Isaac was taken down quickly. He held his ground as three, maybe four boys roughly the same size as him charged. I kept my eyes focused on him long enough to know that he made no attempt to run, and then I stopped looking. He was punched and kicked for several minutes. I heard the blows land. The beating would have lasted much longer had those boys not been ordered to stop by the older man who had been sitting near, but not exactly with them. When I turned back, the man had his arm around two of their shoulders and was walking them out of the café.
Isaac was still conscious, bleeding from his mouth and nose. His face and arms seemed to be swelling as I knelt next to his head.
“What should I do?” I asked him.
He tried to laugh, but his lungs refused.
“This is nothing,” he said. “Go home and pretend this never happened.”
One of the women who worked in the café and two men who took orders from her came to attend to him. She pressed into his ribs, chest, and stomach and placed a damp rag over his forehead. She gestured up with her hand and the men lifted Isaac slowly from his waist and shoulder.
I tried to follow them into the café but Isaac continued to mumble with what little breath he had that I should go home. I stopped once we reached the door. I was standing next to Isaac’s feet. One step farther back and I wouldn’t have heard him say, “We need you on campus.”
Two weeks passed before I saw Isaac again. I searched for him on campus and in our neighborhood, retracing the routes he was most likely to take.

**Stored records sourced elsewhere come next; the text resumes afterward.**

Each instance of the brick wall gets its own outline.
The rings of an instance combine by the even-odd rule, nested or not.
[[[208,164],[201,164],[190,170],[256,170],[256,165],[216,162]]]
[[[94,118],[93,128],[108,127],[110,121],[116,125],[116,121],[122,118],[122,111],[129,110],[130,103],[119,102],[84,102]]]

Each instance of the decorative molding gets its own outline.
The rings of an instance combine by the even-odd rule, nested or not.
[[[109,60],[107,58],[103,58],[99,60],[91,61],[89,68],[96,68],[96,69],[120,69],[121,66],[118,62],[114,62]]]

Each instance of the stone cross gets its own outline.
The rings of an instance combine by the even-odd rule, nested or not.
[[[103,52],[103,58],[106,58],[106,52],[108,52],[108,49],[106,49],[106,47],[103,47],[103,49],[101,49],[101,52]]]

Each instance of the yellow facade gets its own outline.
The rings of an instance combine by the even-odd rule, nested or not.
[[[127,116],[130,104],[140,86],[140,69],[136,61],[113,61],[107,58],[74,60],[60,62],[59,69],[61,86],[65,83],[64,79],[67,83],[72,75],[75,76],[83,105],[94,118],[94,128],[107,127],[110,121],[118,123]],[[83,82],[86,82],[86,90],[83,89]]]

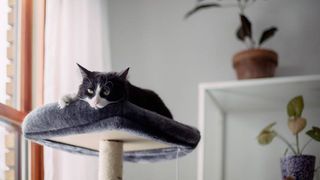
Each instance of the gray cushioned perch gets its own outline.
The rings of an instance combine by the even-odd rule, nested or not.
[[[59,109],[56,103],[52,103],[29,113],[23,123],[23,134],[27,139],[53,148],[86,155],[98,155],[98,149],[89,145],[85,147],[86,143],[84,145],[68,143],[70,139],[72,140],[72,135],[103,134],[107,131],[127,132],[142,138],[140,140],[138,138],[138,141],[156,142],[157,145],[152,148],[135,149],[133,147],[131,150],[124,148],[123,159],[130,162],[155,162],[174,159],[177,155],[184,156],[191,152],[200,140],[197,129],[127,101],[110,104],[99,110],[90,108],[88,103],[83,101],[76,101],[64,109]],[[63,138],[68,136],[70,136],[69,139]],[[117,140],[114,136],[111,136],[111,139]],[[159,146],[159,144],[163,145]],[[148,145],[150,143],[146,146]]]
[[[190,153],[197,129],[128,101],[93,109],[76,101],[64,109],[47,104],[27,115],[25,138],[72,153],[99,155],[99,180],[122,179],[122,160],[156,162]]]

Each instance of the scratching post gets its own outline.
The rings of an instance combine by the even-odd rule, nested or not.
[[[99,180],[122,179],[123,143],[101,140],[99,144]]]

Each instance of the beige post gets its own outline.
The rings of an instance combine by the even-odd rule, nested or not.
[[[122,180],[122,154],[122,142],[100,141],[99,180]]]

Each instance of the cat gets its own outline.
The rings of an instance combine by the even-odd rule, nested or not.
[[[79,99],[87,102],[94,109],[128,100],[137,106],[172,118],[170,110],[155,92],[134,86],[127,80],[129,68],[120,73],[104,73],[89,71],[77,65],[82,75],[82,83],[78,93],[65,95],[59,100],[61,109]]]

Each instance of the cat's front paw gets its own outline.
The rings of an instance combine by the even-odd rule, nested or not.
[[[60,109],[63,109],[66,106],[68,106],[71,102],[72,102],[72,97],[70,97],[70,95],[65,95],[59,99],[58,106]]]
[[[65,96],[63,96],[62,98],[59,99],[58,107],[60,109],[63,109],[66,106],[68,106],[69,104],[70,104],[70,102],[68,101],[68,99]]]

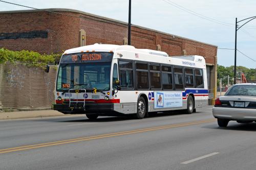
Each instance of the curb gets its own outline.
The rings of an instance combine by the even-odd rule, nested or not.
[[[85,116],[85,114],[77,114],[77,115],[36,115],[36,116],[30,116],[24,117],[5,117],[0,118],[0,121],[10,120],[22,120],[26,119],[40,119],[45,118],[57,118],[63,117],[80,117]],[[86,117],[84,116],[84,118]]]

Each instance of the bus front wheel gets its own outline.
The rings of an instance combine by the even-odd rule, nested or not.
[[[135,118],[137,119],[143,118],[146,115],[146,104],[143,98],[140,97],[138,100],[138,106],[137,113],[135,114]]]
[[[86,114],[86,116],[89,119],[96,119],[99,115],[98,114]]]
[[[187,114],[191,114],[193,113],[194,107],[194,101],[192,95],[189,95],[187,98],[187,106],[186,112]]]

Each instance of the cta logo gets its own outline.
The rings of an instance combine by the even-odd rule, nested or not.
[[[151,101],[151,99],[152,99],[152,94],[150,92],[148,93],[148,99],[150,100],[150,101]]]

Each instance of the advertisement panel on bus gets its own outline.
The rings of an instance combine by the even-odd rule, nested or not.
[[[154,109],[182,107],[182,91],[155,91]]]

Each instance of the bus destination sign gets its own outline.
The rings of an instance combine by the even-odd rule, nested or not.
[[[62,56],[61,63],[73,63],[95,62],[108,62],[112,60],[113,53],[84,53],[64,55]]]

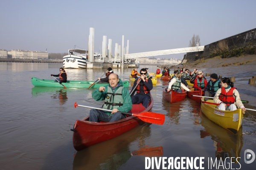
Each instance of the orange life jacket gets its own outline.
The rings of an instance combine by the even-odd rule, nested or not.
[[[140,81],[140,78],[139,78],[139,79],[138,79],[138,80],[137,80],[137,82],[138,82],[138,81]],[[145,81],[146,82],[148,82],[148,79],[145,79]],[[140,86],[141,85],[143,85],[143,90],[140,90]],[[143,91],[143,93],[144,93],[145,94],[146,93],[149,93],[150,92],[150,91],[149,91],[148,90],[147,87],[145,85],[143,84],[143,82],[140,82],[140,85],[138,85],[136,89],[137,90],[137,94],[139,94],[140,92],[141,91]]]
[[[168,73],[169,73],[169,72],[168,72],[168,71],[167,71],[167,72],[165,71],[165,72],[164,72],[164,74],[163,75],[164,75],[164,76],[169,76],[169,75],[168,75]]]
[[[233,96],[233,91],[236,88],[235,87],[233,87],[227,93],[225,90],[225,88],[221,88],[221,93],[219,96],[219,99],[225,103],[227,106],[233,104],[236,102],[236,98]]]
[[[67,73],[64,72],[64,73],[65,73],[66,74],[66,75],[67,76]],[[62,81],[63,80],[63,78],[61,76],[61,74],[62,73],[60,73],[59,74],[59,78],[60,79],[60,80],[61,81]]]

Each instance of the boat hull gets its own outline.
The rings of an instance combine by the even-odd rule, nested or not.
[[[194,84],[192,84],[190,82],[190,80],[186,80],[186,82],[187,83],[188,83],[188,85],[192,87],[194,86]]]
[[[187,94],[188,96],[193,100],[195,100],[195,101],[196,101],[199,103],[201,103],[201,98],[202,97],[195,97],[194,96],[192,96],[192,95],[203,96],[204,94],[204,91],[188,91]]]
[[[134,104],[131,112],[139,113],[151,111],[153,105],[154,100],[151,96],[151,101],[147,108],[145,108],[141,104]],[[89,116],[87,116],[82,120],[77,120],[74,125],[73,145],[76,150],[81,150],[114,138],[144,122],[133,116],[112,122],[98,123],[88,120]]]
[[[201,100],[204,101],[204,98],[202,98]],[[213,100],[207,102],[213,103]],[[201,110],[209,119],[233,133],[237,133],[242,124],[244,116],[242,110],[224,111],[216,107],[214,105],[201,103]]]
[[[68,80],[67,82],[62,84],[67,88],[88,88],[95,82],[86,81],[72,81]],[[39,79],[36,77],[32,77],[31,80],[32,84],[35,86],[51,87],[55,88],[63,87],[58,82],[54,82],[53,80]],[[109,83],[95,83],[90,88],[98,88],[108,85]],[[123,82],[123,86],[126,88],[129,87],[129,81]]]
[[[65,69],[85,69],[88,60],[85,58],[74,55],[67,55],[63,57],[63,68]]]
[[[166,91],[165,89],[163,89],[163,98],[165,100],[174,103],[183,100],[186,98],[187,95],[186,91],[183,90],[182,93],[177,93],[174,90],[169,92]]]

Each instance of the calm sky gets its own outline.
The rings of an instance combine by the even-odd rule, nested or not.
[[[8,51],[88,49],[90,27],[95,52],[103,36],[113,51],[124,35],[130,54],[188,47],[194,34],[205,45],[256,28],[255,0],[0,0],[0,49]]]

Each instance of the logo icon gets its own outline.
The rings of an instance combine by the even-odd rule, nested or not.
[[[250,149],[247,149],[244,150],[244,162],[245,162],[246,164],[250,164],[254,161],[254,159],[255,159],[255,153],[254,153],[254,152],[253,152],[253,151]],[[250,161],[247,160],[247,159],[250,159],[251,158],[251,160]]]

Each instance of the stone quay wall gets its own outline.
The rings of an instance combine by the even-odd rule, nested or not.
[[[187,53],[184,55],[183,60],[187,60],[187,62],[191,62],[199,59],[207,59],[211,57],[214,49],[218,48],[219,42],[225,41],[230,49],[256,46],[256,28],[242,32],[204,46],[203,51]]]

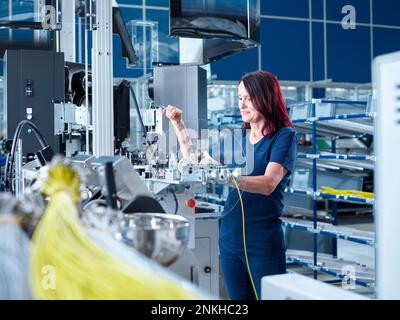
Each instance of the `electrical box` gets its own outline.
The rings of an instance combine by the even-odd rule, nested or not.
[[[64,54],[43,50],[7,50],[4,55],[5,135],[13,139],[18,123],[32,121],[55,153],[54,103],[64,100]],[[41,149],[33,131],[22,132],[23,155]]]

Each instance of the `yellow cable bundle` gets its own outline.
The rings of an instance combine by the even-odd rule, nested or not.
[[[58,163],[49,169],[50,197],[33,235],[32,289],[38,299],[198,299],[190,287],[118,259],[88,237],[76,208],[80,178]]]
[[[335,195],[343,195],[349,197],[358,197],[358,198],[366,198],[373,199],[374,194],[372,192],[365,192],[359,190],[338,190],[328,186],[323,186],[320,190],[323,193],[335,194]]]

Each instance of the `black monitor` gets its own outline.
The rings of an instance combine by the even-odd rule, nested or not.
[[[204,41],[206,62],[260,43],[260,0],[170,0],[170,35]]]

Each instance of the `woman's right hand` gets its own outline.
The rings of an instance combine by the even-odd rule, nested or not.
[[[167,118],[172,122],[181,122],[183,112],[181,109],[168,105],[164,110],[163,113],[167,116]]]

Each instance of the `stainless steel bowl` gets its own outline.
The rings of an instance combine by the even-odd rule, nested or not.
[[[181,255],[189,241],[189,222],[170,214],[124,214],[115,238],[169,266]]]

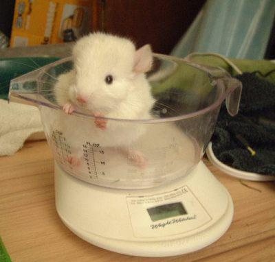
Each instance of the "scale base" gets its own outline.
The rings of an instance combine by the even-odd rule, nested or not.
[[[200,171],[202,169],[204,170],[207,170],[208,172],[198,172],[197,171],[195,171],[195,174],[190,175],[191,179],[189,179],[189,180],[192,180],[192,177],[194,177],[197,178],[196,182],[197,183],[197,181],[199,181],[200,178],[202,181],[201,176],[208,176],[208,184],[209,184],[209,181],[212,180],[213,184],[219,183],[219,187],[220,187],[219,189],[221,190],[221,189],[225,195],[227,195],[227,203],[225,202],[227,209],[223,215],[217,220],[214,224],[212,224],[210,226],[207,227],[198,233],[189,235],[184,237],[175,237],[174,239],[156,241],[126,241],[110,237],[104,237],[91,232],[89,232],[87,230],[83,228],[82,226],[76,225],[76,223],[69,222],[69,219],[71,219],[72,221],[72,217],[68,216],[67,214],[65,214],[65,212],[64,212],[63,204],[60,204],[62,201],[60,202],[58,202],[58,199],[63,198],[64,196],[64,194],[61,196],[61,194],[58,193],[60,193],[59,187],[61,185],[62,182],[65,182],[65,180],[73,179],[73,180],[76,180],[74,182],[74,183],[78,182],[78,180],[63,172],[57,165],[56,165],[55,173],[56,209],[63,223],[76,235],[91,244],[110,251],[124,254],[146,257],[170,257],[192,252],[208,246],[219,239],[226,232],[231,224],[234,212],[231,196],[226,188],[217,180],[214,176],[208,169],[207,169],[202,163],[199,163],[198,168]],[[196,170],[198,170],[198,169]],[[189,177],[190,176],[188,175],[188,176]],[[190,183],[190,181],[186,182],[186,179],[185,178],[182,179],[182,184],[184,183],[184,184],[188,184]],[[82,182],[80,181],[79,182],[82,183]],[[177,183],[179,184],[179,182]],[[64,187],[64,183],[63,183],[63,184]],[[67,186],[68,186],[68,184]],[[92,187],[94,189],[96,189],[96,189],[100,188],[99,187],[93,186],[91,184],[89,186]],[[150,191],[150,189],[147,190]],[[206,198],[208,197],[208,195],[206,196]],[[67,218],[69,218],[69,219]]]

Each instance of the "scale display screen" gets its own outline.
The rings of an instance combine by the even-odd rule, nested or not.
[[[147,212],[153,222],[177,215],[187,215],[184,205],[180,202],[151,207],[147,209]]]

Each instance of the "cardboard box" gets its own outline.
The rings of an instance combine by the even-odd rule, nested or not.
[[[90,0],[16,0],[11,46],[76,40],[90,30]]]

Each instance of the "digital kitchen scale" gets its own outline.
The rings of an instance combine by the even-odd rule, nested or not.
[[[221,237],[233,216],[232,198],[201,161],[174,182],[150,189],[86,183],[55,165],[56,204],[65,224],[100,248],[142,257],[179,255]]]

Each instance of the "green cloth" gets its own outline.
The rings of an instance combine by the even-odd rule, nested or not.
[[[243,83],[239,112],[232,117],[221,107],[212,139],[213,152],[234,168],[275,176],[275,85],[256,73],[235,77]]]
[[[0,58],[0,99],[8,99],[11,80],[58,59],[54,57]]]

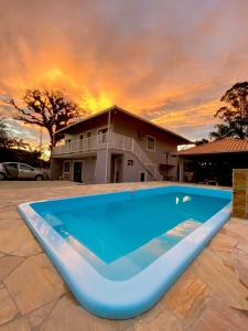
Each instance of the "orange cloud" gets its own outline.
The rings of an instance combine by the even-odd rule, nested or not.
[[[247,79],[245,1],[2,0],[1,9],[0,95],[19,100],[26,88],[58,88],[88,111],[117,104],[193,139],[213,127],[226,88]],[[0,114],[12,116],[7,106]]]

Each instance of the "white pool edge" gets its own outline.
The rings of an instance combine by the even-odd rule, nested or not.
[[[214,196],[215,190],[212,191]],[[18,210],[74,296],[88,311],[110,319],[132,318],[154,306],[228,221],[231,211],[228,203],[141,273],[115,281],[95,270],[30,204],[22,203]]]

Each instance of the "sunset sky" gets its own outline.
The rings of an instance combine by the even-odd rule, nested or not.
[[[0,99],[51,87],[96,113],[114,104],[190,139],[248,79],[247,0],[0,0]],[[39,139],[0,104],[13,132]]]

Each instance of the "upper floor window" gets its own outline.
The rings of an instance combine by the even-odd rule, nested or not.
[[[147,149],[155,150],[155,138],[151,136],[147,136]]]
[[[107,132],[108,132],[108,128],[103,128],[103,129],[98,130],[98,136],[99,136],[98,141],[99,142],[101,142],[101,143],[107,142],[107,136],[106,136]]]
[[[64,172],[69,172],[69,166],[71,166],[69,161],[64,162]]]

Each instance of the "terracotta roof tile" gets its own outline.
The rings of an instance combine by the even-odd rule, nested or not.
[[[212,154],[212,153],[227,153],[227,152],[248,152],[248,140],[236,138],[224,138],[214,140],[193,148],[181,150],[179,156],[194,156],[194,154]]]

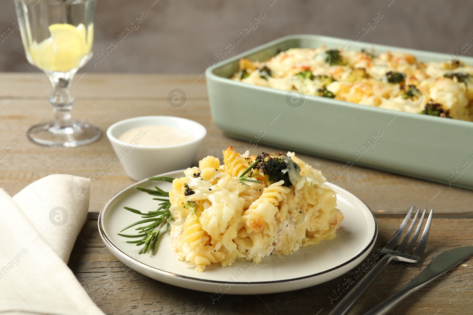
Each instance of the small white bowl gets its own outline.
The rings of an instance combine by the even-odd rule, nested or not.
[[[190,133],[194,139],[178,145],[156,146],[130,144],[118,140],[127,130],[150,125],[175,127]],[[137,181],[190,167],[206,134],[205,128],[193,120],[165,116],[129,118],[107,129],[107,136],[127,175]]]

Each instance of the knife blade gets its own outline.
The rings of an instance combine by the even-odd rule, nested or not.
[[[420,289],[473,255],[473,246],[459,247],[439,254],[422,272],[397,292],[365,314],[365,315],[384,315]]]

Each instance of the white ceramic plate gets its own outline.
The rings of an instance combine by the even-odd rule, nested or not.
[[[184,173],[179,170],[163,175],[182,177]],[[376,240],[377,225],[368,207],[350,192],[328,185],[337,192],[337,206],[345,216],[337,237],[302,248],[283,259],[273,255],[265,257],[257,264],[251,262],[236,262],[225,267],[214,264],[198,273],[176,258],[168,233],[161,237],[155,256],[151,253],[138,255],[141,247],[126,243],[131,239],[117,235],[122,229],[140,219],[123,207],[142,212],[156,209],[158,202],[135,187],[152,188],[156,185],[168,191],[171,184],[166,182],[146,179],[118,193],[100,211],[98,229],[104,243],[115,257],[138,272],[166,283],[220,294],[258,294],[296,290],[329,281],[349,271],[365,259]]]

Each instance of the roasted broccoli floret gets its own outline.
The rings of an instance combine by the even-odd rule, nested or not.
[[[248,77],[249,76],[250,74],[248,73],[248,71],[246,71],[246,69],[244,69],[243,71],[241,72],[241,77],[240,77],[240,78],[243,79]]]
[[[450,110],[445,111],[442,108],[441,104],[434,103],[432,100],[425,104],[425,108],[422,111],[422,113],[438,117],[451,118],[450,117]]]
[[[325,87],[323,89],[319,89],[317,90],[317,96],[322,96],[323,97],[329,97],[330,98],[335,97],[335,94],[327,90],[327,88]]]
[[[415,85],[409,85],[409,88],[406,91],[404,95],[403,95],[403,98],[404,100],[407,100],[411,97],[420,97],[421,96],[422,93],[417,89]]]
[[[297,163],[294,163],[290,157],[283,153],[263,152],[256,157],[256,160],[259,160],[260,162],[255,168],[259,175],[263,176],[270,185],[281,180],[284,181],[283,186],[290,187],[292,185],[289,179],[289,172],[287,171],[289,163],[295,164],[296,169],[300,171]]]
[[[327,51],[325,53],[327,54],[325,62],[331,66],[340,65],[342,63],[340,51],[338,50],[332,49]]]
[[[296,75],[298,77],[299,77],[302,80],[305,79],[310,79],[311,80],[314,80],[315,78],[315,76],[312,74],[312,71],[310,70],[306,70],[303,72],[299,72]]]
[[[265,80],[268,80],[268,78],[272,76],[272,72],[271,69],[266,66],[260,69],[260,77]]]
[[[189,214],[194,217],[196,221],[199,222],[199,217],[197,216],[199,205],[197,202],[193,200],[190,200],[184,204],[184,208],[189,210]]]
[[[317,81],[320,81],[324,86],[326,86],[334,81],[336,80],[330,76],[326,76],[324,74],[321,74],[317,77]]]
[[[452,80],[453,80],[453,78],[456,77],[456,81],[458,82],[465,83],[469,80],[470,76],[469,73],[465,72],[450,72],[444,75],[444,77],[447,77]]]
[[[190,196],[191,195],[193,195],[195,193],[195,192],[190,187],[189,187],[189,185],[187,185],[187,184],[184,185],[184,196]]]
[[[386,78],[389,83],[403,84],[406,78],[406,75],[402,72],[389,71],[386,74]]]

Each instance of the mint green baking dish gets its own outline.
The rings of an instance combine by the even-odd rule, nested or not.
[[[331,181],[354,164],[473,189],[473,122],[311,95],[305,95],[303,105],[296,108],[288,105],[286,91],[228,78],[237,70],[242,57],[263,61],[289,48],[324,44],[342,48],[348,42],[352,50],[401,51],[423,61],[451,58],[317,35],[285,36],[207,68],[215,124],[229,137],[251,141],[249,147],[260,143],[340,161],[344,165],[336,173],[325,174]],[[473,64],[473,58],[461,60]]]

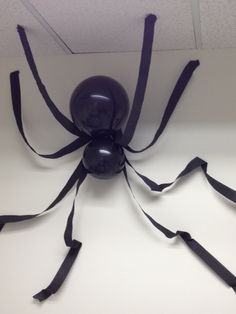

I had only a general sense of where his house should have been, so I wandered through the most obscure corners of our slum in the hope that I might hear his voice out of a window, or see his face in a crowd. At the end of the first week, I began to worry that his injuries were worse than I thought. Later, I felt certain that he had been brought into the café so he could be discreetly finished off, and there was always the fear, present from the beginning, that Isaac had been rounded up and thrown into a prison on a whim, or because of what he had done, and if that was true it was unlikely I would ever see him again.
Near the end of the second week, I thought I saw him lying on a mattress on the floor of a one-room home, naked except for a thin white blanket draped over his waist. I whispered through the open window, “Isaac, Isaac.” When the arm moved, I saw that it wasn’t Isaac. The boy was roughly our age and the same height and weight as Isaac, but with a deformed palate that must have made it hard for him to speak. He looked at me and waved. I waved back. I was so grateful that someone had actually noticed me that I stood there waving for another minute, perhaps much longer. Before Isaac, I had always been content to cast myself as the outsider, because only by such measures, I thought, could you break from the grips of the family and tribe around which you were supposed to order your life. I had ventured far away from home to live up to that idea without understanding that, inevitably, something had to be paid for it. Every day following Isaac’s absence, I was reminded that without him I made an impact on no one. I was seen, and perhaps occasionally heard, strictly by strangers, and always in passing. I was a much poorer man for this than I had ever thought.
Isaac made a dramatic return to campus on a Monday afternoon. He looked heroic as he walked through the front gates with dark bruises beneath both eyes, a gash across his pointed chin, and a patch of scabs across the right side of his face. He limped gracefully but with force, as if trying to show the damage wasn’t permanent. I watched as every head turned toward him. I knew the injuries were genuine, but still I thought, You’re doing a wonderful job, Isaac. By the time he reached me, there were pockets of students all across the main lawn whispering about him.